Chat Fou 2016 Grenache 60%, Cinsault 15%, Carignan 15%, Chasselas 10% pane e salame. Un cartone per me, grazie.
Brézème 2016 da uve Syrah in purezza ha frutto netto e schioccante, spezia scura e polpa. Trama fitta e sapida, allunga su toni rossi, buonissimo.
Gli ultimi due vini, Brézéme Vieille Serine 2014 e lo Chateaneuf du Pape 2013 sono un ancora incastrati dal legno e più sulla concentrazione e maturità del frutto.

 

Carlo Tanganelli “Anatrino” 2016
In Val di Chiana, precisamente a Castiglionfiorentino,  si fa un gran bel trebbiano. Quando la macerazione non prevalica sul vitigno, ma apporta spessore. Una settimana sulle bucce, vino salatissimo, bella struttura che gioca partita alla pari con allungo acido.

 

Angiolino Maule “Pico” 2016
Non sempre mi convince questo vino. La 2016 ha tutte le caratteristiche che cerco in una Garganega. Acidità, sapidità, iodio, con punte più mediterranee. Invogliante.

 

C’era una volta…….

 

Prima edizione. In una splendida cornice di una villa privata a circa 20 chilometri da Villa Favorita, precisamente a Barbarano Vicentino, va in scena quello che, appena parcheggiata la macchina, sembrava l’ingresso di un after-hour.
Aria spensierata -tant’è che non ho preso nemmeno appunti- un gruppo di musicisti con chitarre e violoncelli, 30 i produttori, sistemati sotto ad un loggiato, perlopiù francesi, ma non mancano spagnoli e una sparuta rappresentanza italiana. Diciamo che è stata una giornata molto divertente, vuoi anche per la novità, pure se con diversi vini alquanto discutibili.

 

 

Gli assaggi più convincenti:

 

regione emergente l’Auvergne, ho assaggiato qualcosa nell’ultimo viaggio in Francia.

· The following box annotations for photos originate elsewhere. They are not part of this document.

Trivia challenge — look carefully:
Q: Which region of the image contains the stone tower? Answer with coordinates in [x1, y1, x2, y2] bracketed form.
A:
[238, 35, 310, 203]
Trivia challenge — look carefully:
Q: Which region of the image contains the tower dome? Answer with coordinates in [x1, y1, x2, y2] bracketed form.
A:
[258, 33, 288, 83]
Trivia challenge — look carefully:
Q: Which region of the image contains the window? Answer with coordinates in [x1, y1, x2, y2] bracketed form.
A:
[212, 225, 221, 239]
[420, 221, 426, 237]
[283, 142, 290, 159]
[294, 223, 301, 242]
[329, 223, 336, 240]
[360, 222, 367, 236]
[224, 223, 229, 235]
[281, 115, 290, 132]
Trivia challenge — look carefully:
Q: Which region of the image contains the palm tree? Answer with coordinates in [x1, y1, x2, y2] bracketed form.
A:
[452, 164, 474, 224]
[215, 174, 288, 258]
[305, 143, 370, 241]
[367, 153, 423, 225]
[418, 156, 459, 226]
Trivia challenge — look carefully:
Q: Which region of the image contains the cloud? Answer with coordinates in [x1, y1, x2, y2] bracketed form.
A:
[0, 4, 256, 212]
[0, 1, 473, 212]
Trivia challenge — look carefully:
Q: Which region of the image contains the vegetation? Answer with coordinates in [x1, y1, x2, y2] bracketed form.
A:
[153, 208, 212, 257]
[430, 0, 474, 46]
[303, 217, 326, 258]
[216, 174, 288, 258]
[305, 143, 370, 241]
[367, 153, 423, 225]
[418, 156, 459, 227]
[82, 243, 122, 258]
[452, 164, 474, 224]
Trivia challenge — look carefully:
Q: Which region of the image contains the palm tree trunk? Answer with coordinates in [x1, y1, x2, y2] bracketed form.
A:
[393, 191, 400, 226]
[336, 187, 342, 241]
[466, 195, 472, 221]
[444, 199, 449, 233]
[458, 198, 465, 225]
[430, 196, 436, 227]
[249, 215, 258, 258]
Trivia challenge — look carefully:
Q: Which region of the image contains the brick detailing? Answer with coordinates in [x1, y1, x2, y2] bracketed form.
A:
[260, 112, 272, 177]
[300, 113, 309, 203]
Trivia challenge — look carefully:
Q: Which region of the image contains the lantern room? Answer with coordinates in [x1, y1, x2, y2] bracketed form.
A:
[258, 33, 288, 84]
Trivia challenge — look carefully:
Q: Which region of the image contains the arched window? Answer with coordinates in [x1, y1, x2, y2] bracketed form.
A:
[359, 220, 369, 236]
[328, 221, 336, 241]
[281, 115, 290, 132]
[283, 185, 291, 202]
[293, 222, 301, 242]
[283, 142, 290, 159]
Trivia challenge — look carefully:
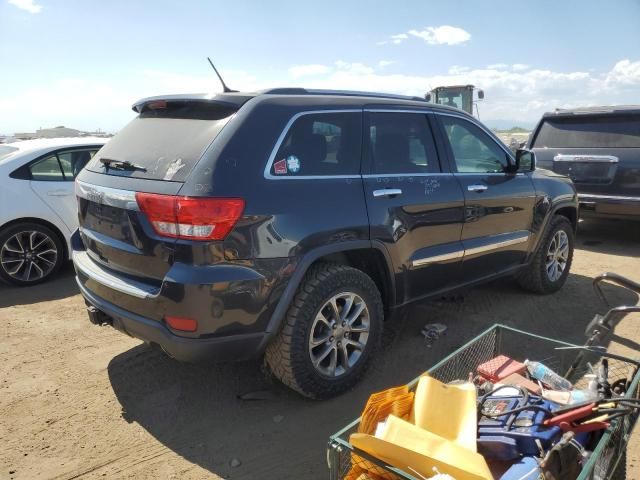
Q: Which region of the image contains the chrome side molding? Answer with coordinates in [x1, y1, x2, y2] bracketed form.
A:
[553, 153, 618, 163]
[411, 232, 529, 267]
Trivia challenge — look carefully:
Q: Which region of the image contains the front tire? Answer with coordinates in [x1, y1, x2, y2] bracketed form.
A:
[266, 263, 384, 398]
[0, 222, 64, 287]
[517, 215, 575, 294]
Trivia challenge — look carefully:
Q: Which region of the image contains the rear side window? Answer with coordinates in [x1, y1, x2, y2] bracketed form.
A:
[29, 149, 97, 182]
[270, 112, 362, 177]
[29, 154, 64, 182]
[87, 101, 236, 182]
[533, 115, 640, 148]
[367, 112, 440, 175]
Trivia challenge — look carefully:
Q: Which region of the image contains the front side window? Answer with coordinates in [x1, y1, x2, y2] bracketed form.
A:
[58, 150, 97, 181]
[271, 112, 361, 177]
[368, 112, 440, 175]
[440, 116, 508, 173]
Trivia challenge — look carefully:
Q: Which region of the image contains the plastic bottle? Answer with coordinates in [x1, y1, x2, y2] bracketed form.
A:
[524, 360, 573, 391]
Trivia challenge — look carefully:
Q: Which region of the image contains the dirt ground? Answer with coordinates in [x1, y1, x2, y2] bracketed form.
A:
[0, 218, 640, 479]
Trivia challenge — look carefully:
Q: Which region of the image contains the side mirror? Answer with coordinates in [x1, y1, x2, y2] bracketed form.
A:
[515, 148, 536, 172]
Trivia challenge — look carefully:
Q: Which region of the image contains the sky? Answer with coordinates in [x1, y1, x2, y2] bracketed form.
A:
[0, 0, 640, 134]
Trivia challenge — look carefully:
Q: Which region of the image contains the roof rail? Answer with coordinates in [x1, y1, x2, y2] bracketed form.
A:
[260, 88, 426, 102]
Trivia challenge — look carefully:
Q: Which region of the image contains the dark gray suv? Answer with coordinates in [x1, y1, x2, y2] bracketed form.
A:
[530, 105, 640, 220]
[73, 89, 577, 397]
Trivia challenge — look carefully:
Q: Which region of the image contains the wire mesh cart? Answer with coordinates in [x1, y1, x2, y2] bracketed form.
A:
[327, 322, 640, 480]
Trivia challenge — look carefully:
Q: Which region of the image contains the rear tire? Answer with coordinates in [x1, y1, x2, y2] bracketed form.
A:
[265, 263, 384, 399]
[0, 222, 64, 287]
[516, 215, 574, 294]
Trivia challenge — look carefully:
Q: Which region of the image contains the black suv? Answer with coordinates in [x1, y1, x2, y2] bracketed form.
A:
[73, 89, 578, 398]
[530, 105, 640, 220]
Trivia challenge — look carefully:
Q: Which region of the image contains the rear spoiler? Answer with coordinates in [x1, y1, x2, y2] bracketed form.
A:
[131, 93, 255, 113]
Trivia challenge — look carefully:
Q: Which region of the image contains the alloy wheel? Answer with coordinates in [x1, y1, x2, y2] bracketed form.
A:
[0, 230, 58, 283]
[546, 230, 569, 282]
[309, 292, 370, 378]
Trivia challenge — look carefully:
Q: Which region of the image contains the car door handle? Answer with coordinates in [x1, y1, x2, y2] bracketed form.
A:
[47, 190, 71, 197]
[373, 188, 402, 198]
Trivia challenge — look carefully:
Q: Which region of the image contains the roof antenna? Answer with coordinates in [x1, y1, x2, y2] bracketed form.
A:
[207, 57, 237, 93]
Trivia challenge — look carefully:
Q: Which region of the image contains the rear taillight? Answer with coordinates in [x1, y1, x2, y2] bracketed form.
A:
[136, 192, 244, 240]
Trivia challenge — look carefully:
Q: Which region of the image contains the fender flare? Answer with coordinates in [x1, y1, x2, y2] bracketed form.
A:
[529, 200, 579, 259]
[265, 240, 396, 338]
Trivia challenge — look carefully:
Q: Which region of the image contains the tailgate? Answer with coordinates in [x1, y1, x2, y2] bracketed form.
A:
[76, 180, 175, 281]
[76, 99, 237, 284]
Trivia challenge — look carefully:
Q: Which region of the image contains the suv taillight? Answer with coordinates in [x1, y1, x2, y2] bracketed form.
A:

Sono rimasto particolarmente sorpreso da due Vigneron che portano il nome di Benoit Rosenberg e Fred Gounan.
Il primo ha due vini, un Gamay rifermentato che lascio volentieri al prossimo ed un intrigante Gamay “Verre de Terre” 2014 dai toni coloriti, agrumati e tanto succo. Anche Gounan presenta due vini, un bianco e un rosso. Il primo è un assemblaggio di Pinot Grigio e Sauvignon, profuma di menta piperita tuffata in un sorso vivace e salato, molto buono anche il Pinot Nero.

 

Il rasta Wine Maker Yann Durieux tira fuori dal cilindro tre bombarde.. “Les ponts” 2016, non ancora in commercio, proveniente dai vigneti nella Haute Cote de Nuits, saporito, agrumato, fruibile e scattante. Saliamo di livello per posizionarci sul “Les 1er Ponts” 2014, dinamico, ampio e fitto.
Adesso prendete fiato perché questo vino è dinamite: “Jeannot” 2014 torna quello stile Roch, toni verdastri, spezie e fiori secchi. Frutto ridondante che arriva dal basso. Grande bottiglia!

 

 

Guigner un vero artigiano del vino. Da comprare a pancali due cuvee “Bistere” e “Moncailleux” 2014, provenienti dal villaggio di Regnier, vini che mettono sete.

 

Al prossimo anno.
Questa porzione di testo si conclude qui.